Boris Groys on “On the New”

I’ve been meaning to share this fairly recent interview with Boris Groys published in Krisis late last year. It’s almost entirely a reflection on Groys’ book On the New, which was originally published in 1992 and features heavily in my own book. Interviewer Thijs Lijster does an excellent job leading us through the book with his guest and applying it to the situation today. The primary difference between the time of the book’s publication and the contemporary situation is, of course, the internet. Groys notes that today we have a “situation of mass cultural production” in which everyone’s an artist, etc., while the internet remains far less stable of an archive than people imagine. The result is that “in the contemporary global framework, you have total representation, but from a future perspective, it is all garbage.”

Since Groys is focused on the museum as an archive, and thus a source of the valorizing comparison by which we determine the new, this situation becomes tenuous indeed. Inarguably the institution’s archival function has been challenged, at least, by the validity of one’s own archiving–your collection of funny cat memes, or your library of those MP3s you downloaded–and that means what’s new has become, perhaps, more personal and self-determined. There’s less social consensus about what is new, not because people disagree about singular works but because their personal archives are radically different and filled with a plurality of different works. There’s competition for the museum, not in terms of what art is collected or what art isn’t, but in terms of what is collected in the first place. A great democratic achievement? Maybe. But it relies on a system that is, as Facebook and others have shown us recently, surveilled by corporations and governments in a way that museums are not. Not to the same extent, not for the same purposes.

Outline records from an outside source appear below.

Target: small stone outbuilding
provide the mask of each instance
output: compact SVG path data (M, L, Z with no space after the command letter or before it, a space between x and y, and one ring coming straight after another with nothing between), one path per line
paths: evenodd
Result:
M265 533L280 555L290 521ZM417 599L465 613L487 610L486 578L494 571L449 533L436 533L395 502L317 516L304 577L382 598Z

There’s also this interesting exchange regarding the possibility of the archives’ dissolution, which would mean a dissolution of that comparative source for the new:

TL: You say that people are no longer interested in the archival function, but at the same time there is a lot of anxiety about the preservation of tradition, in the shape of ‘cultural heritage’ and so forth. In Über das Neue you write: “[T]he new ceases to represent a danger and becomes a positive demand only after the identity of tradition has been preserved” (2014, 21). Might one say that the contemporary anxiety emerges from a lack of historical orientation? In other words: since we cannot make sense of the present, or determine our direction for the future, we do not know what is historically meaningful and meaningless. And what would this mean for the category of the new?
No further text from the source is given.